A Heggstad petition can be a useful tool in so far as it helps you avoid full probate in California, and is much quicker and cheaper than a full probate case. However, typically, probate courts in California are backed up, and with Covid, the length times have increased from what was 2-3 months in the past to 4-5 months currently. However, our firm has developed a way of going to court on an emergency basis to get Heggstad Petitions approved in a matter of weeks! Moreover, it does not matter what California county your loved one died in or what California county they owned property in—we can file a Heggstad petition using a local California court that accepts Heggstad petitions for properties located all over California. We can file the Heggstad petition to transfer the property (or properties) in Sacramento County, San Diego County, San Francisco County, Los Angeles, San Mateo County, and other counties.

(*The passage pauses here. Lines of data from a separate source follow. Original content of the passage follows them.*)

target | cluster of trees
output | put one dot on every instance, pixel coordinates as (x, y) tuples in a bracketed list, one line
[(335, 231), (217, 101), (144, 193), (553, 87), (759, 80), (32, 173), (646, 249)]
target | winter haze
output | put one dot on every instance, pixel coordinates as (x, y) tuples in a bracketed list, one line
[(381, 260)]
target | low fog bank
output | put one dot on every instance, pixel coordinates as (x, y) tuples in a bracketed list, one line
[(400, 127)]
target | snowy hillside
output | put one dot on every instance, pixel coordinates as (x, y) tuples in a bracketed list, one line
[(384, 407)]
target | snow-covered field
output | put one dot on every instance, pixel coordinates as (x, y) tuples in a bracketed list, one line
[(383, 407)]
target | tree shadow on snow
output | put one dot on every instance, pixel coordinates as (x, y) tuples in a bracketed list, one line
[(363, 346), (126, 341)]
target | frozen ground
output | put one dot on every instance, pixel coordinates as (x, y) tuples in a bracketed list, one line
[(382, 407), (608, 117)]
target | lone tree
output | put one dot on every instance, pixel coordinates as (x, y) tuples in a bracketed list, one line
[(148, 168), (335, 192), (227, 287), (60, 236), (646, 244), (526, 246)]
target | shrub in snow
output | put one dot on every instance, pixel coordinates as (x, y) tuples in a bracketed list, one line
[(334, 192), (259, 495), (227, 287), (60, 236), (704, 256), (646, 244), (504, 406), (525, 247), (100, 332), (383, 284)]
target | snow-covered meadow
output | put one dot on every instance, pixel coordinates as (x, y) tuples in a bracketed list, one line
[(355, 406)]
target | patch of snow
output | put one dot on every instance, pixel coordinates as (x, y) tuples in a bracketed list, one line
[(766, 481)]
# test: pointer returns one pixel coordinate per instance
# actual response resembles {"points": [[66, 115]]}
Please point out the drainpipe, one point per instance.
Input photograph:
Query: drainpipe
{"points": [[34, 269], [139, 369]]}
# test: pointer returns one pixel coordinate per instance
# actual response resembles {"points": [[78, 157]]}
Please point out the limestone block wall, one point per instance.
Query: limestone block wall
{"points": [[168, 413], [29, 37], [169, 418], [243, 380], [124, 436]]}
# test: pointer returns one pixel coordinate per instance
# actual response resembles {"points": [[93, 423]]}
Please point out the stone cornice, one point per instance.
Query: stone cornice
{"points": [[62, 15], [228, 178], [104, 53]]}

The emergency Heggstad petition is not always possible and it depends on the set of facts and the interested parties involved, so contact us today to see if we can get your Heggstad petition approved quickly. If any of the beneficiaries has hired a trust litigation attorney and litigation is involved, then the emergency Heggstad petition will not be possible.
From Start to Finish.
When you hire us to file a Heggstad petition and transfer an asset that should have belonged in the trust (i.e., a piece of real estate in California) we will take care of getting the asset in the trust from start to finish. What that means is that we will be filing a Heggstad petition, obtaining a court order, certifying the court order, and then properly recording it in the appropriate county (i.e. San Francisco, San Mateo, or whatever county the property is located in), so that title to the property is properly updated on the property title report. All these steps are needed so the successor trustee is in a position where he or she has the authority to sell (or refinance) the asset if it will continue in the trust, or to distribute the asset to a beneficiary or loved one as part of an inheritance.